The Eckermann Theatre is designed as an experimental space that can be used for a wide range of purposes.
The Eckermann Theatre consists of a flat floor, balcony level, fly tower and technical deck.

Floor space dimension – 18 metres x 10 metres.

There is no fixed seating in the Eckermann Theatre, allowing for total flexibility in Conference or Performance mode.
This flexible space is well suited for small conferences up to 120 at small round tables.

It is also ideal for displays and exhibitions, stand-up or seated dining, break-out facility or registration area.

The Eckermann Theatre was named after Brian Eckermann who served Faith Lutheran School as Principal for 20 years.
Total capacity: 120

Functions & Conferences

The image shows the setup of a function in the foyer

The main foyers are suitable for registrations, display space, exhibition space, break-out facility, stand-up and sit-down meals and other catering. The foyer is linked visually to the main stage by two monitors. The foyers are equipped with three phase power.

The front outside courtyard features but-lit Poplar Trees. Viewed through the floor to ceiling glass wall at the front of the foyer, they create a wonderful ambience in the evening.
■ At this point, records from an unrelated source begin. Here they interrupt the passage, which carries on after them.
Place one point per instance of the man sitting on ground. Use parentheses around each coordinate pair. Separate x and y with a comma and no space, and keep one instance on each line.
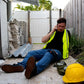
(57,41)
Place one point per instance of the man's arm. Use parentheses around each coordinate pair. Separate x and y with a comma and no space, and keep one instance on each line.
(46,37)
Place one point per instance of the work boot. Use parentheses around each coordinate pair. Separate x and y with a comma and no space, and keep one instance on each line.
(12,68)
(30,68)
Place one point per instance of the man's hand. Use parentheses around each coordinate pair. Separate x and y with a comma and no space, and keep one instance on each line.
(46,38)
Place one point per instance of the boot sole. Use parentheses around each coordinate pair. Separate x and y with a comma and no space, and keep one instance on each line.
(11,68)
(30,67)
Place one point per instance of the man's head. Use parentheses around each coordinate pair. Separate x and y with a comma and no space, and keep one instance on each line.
(61,24)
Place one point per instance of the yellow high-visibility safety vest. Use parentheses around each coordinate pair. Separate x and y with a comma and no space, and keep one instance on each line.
(65,40)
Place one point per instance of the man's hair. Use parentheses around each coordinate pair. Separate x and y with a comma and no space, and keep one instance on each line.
(61,20)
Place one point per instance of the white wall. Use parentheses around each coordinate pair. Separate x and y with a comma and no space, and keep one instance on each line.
(39,22)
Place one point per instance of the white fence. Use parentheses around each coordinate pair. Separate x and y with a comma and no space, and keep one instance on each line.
(39,23)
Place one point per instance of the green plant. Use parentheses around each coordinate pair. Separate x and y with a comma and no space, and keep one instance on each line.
(76,45)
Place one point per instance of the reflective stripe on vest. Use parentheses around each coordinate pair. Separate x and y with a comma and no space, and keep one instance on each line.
(65,40)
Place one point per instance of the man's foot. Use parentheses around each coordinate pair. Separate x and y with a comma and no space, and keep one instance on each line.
(30,68)
(12,68)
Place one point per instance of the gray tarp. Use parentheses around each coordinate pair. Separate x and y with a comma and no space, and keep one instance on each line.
(34,2)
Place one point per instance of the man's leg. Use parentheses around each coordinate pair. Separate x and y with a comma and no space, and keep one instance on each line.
(19,67)
(47,59)
(33,69)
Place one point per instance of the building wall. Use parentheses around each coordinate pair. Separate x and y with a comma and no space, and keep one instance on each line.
(39,23)
(74,13)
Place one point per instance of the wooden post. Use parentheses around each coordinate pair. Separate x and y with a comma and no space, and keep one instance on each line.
(0,36)
(29,36)
(60,13)
(50,20)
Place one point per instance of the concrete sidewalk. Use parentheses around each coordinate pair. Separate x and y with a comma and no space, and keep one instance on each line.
(48,76)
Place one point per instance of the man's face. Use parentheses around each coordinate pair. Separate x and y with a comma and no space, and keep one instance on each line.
(61,27)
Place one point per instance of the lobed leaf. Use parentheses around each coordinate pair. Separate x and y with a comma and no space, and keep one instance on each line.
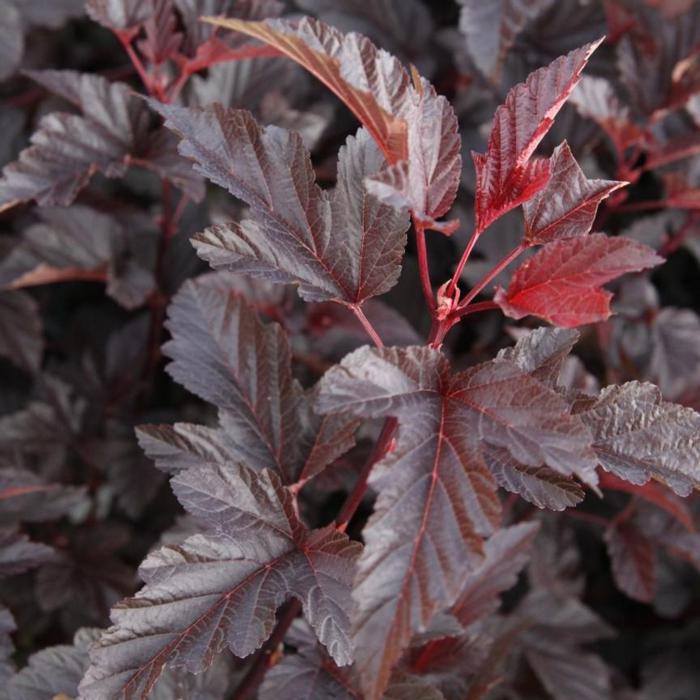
(415,128)
(222,589)
(505,175)
(53,672)
(638,436)
(120,15)
(436,495)
(566,206)
(506,553)
(562,282)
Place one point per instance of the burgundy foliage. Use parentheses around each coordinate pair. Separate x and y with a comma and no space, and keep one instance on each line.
(301,401)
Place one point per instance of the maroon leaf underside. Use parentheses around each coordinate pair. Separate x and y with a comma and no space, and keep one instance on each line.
(562,282)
The foyer area consists of The Main Foyer (Glass Room) 8 metres x 26 metres and the Eckermann Theatre Foyer 4 metres x 10 metres

Associated Facilities

Wine Education Centre:

A short walk from the complex through an arch tunnel of Wisteria is the Wine Education Centre which is home to a rustic red gum bar along with large fridge and sink. Toilet facilities including a toilet for the disabled is within easy access from the main function room. Suitable for break-outs or eating breaks, retirement drinks or dinners.

Catering Facilities:

The prime catering facility for the Barossa Arts Centre is located adjacent to the Main Foyer.

Atrium:

Opposite the Main Foyer is a glassed area that can be used as access to the Theatre, and also as a reception or meeting area. This area is available for hire.

Break-out Rooms

Several rooms for 10—900 persons are available for hire

Toilets

Toilets are located in the basement for performers. Public toilets are located on both the ground level and balcony level for patrons.

Access

Access for the people with a disability is available at ground level to the foyers and adjacent to the Barossa Arts Centre. Wheelchair access to the Main Theatre, stalls level only.

Parking:

Free on-site parking is available located around the campus and also on the western oval.

Site/Grounds:

The site includes two large ovals and five tennis/basketball courts. This extensive outdoor space is well suited to house large exhibitions, marquee style catering and various other types and styles of events.